Environmental Transformations and Interactions
3D Printing a Home for Microbes
Novel technique gives scientists a new tool to study soil microbes quickly and easily

Scientists discovered a way to 3D-print soil habitats, allowing them to bypass the difficulties of using natural soil and study microbes in rarely seen detail. (Image by Andrea Starr, Pacific Northwest National Laboratory)
The Science
Studying soil microbes in their natural habitat can be tricky. The microbes are tiny. The soils are opaque, making it hard to see through them, and they include a complex cocktail of chemicals that can vary by location, rainfall, and other factors. Now scientists have discovered a way to print a three-dimensional (3D) habitat that mimics aspects of natural soil, only more transparent and with predefined chemicals. These synthetic soils can be used to grow and study microbes down to their molecular biochemistry.
The Impact
Microorganisms in the soil are key players in the environment, underlying everything from growing plants to moving carbon dioxide into the atmosphere. But making the link between how microbes function and why the environment changes has proven challenging. With synthetic soil habitats, scientists can change factors like pore structure, water, and chemistry. This level of control could help researchers forge a never-before-seen detailed understanding of the interplay between environmental properties and microbial ecology.
Summary
Scientists sought to bypass the challenges of studying microbial dynamics in natural soils. Borrowing a state-of-the-art technique from medicine, they used rapid 3D bioprinting at EMSL, the Environmental Molecular Sciences Laboratory, a Department of Energy (DOE) Office of Science User Facility. They created bio-inks by embedding microbes into a translucent and porous hydrogel that mimicked the physical structure of natural soil. They then characterized the printed microbes by analyzing their genes, metabolites, proteins, and lipids. They found that the synthetic soil allowed them to study the microbes’ community structure, properties, and processes more easily compared to natural soil.

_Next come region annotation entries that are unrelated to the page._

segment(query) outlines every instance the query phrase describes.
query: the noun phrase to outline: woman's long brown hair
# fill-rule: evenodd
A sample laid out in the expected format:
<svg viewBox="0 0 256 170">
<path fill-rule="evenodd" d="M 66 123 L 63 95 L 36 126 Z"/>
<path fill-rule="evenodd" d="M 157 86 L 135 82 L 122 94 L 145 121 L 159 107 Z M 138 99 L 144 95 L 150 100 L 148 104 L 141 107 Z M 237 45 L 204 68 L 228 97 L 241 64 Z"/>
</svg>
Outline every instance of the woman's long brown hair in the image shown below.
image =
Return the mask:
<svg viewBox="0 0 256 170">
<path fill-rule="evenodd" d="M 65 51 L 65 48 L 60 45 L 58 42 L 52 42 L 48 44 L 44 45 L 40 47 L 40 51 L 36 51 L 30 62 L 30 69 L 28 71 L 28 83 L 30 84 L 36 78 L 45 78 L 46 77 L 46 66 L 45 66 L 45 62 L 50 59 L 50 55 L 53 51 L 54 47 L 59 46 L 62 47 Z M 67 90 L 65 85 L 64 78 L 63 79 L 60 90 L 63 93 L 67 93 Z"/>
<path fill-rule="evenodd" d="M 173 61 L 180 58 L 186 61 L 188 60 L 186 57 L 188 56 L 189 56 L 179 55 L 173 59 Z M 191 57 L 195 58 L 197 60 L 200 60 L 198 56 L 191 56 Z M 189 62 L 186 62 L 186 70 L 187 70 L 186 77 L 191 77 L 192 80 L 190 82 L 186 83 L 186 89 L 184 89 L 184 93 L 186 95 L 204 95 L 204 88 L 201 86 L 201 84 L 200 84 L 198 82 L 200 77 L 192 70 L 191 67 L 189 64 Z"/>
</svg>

In the future, the synthetic soil could also be amended with other compounds, such as plant litter or minerals, to simulate different nutrient inputs, mimic soil hotspots, and study microbe–mineral interactions.
PM Contact
Paul Bayer
BER Earth and Environmental Systems Sciences Division
301-903-5324
Contacts
Pacific Northwest National Laboratory darian.smercina@pnnl.gov
Environmental Molecular Sciences Laboratory jayde.aufrecht@pnnl.gov
Funding
This research was conducted using resources at EMSL, the Environmental Molecular Sciences Laboratory, a DOE Office of Science User Facility. A portion of the work was funded through the Laboratory Directed Research and Development program at Pacific Northwest National Laboratory. Three of the researchers were supported by the Linus Pauling Distinguished Postdoctoral Fellowship.
Publications
D. Smercina, et al., “Synthetic soil aggregates: Bioprinted habitats for high-throughput microbial metaphenomics.” Microorganisms 10, 944 (2022). [DOI: 10.3390/microorganisms10050944]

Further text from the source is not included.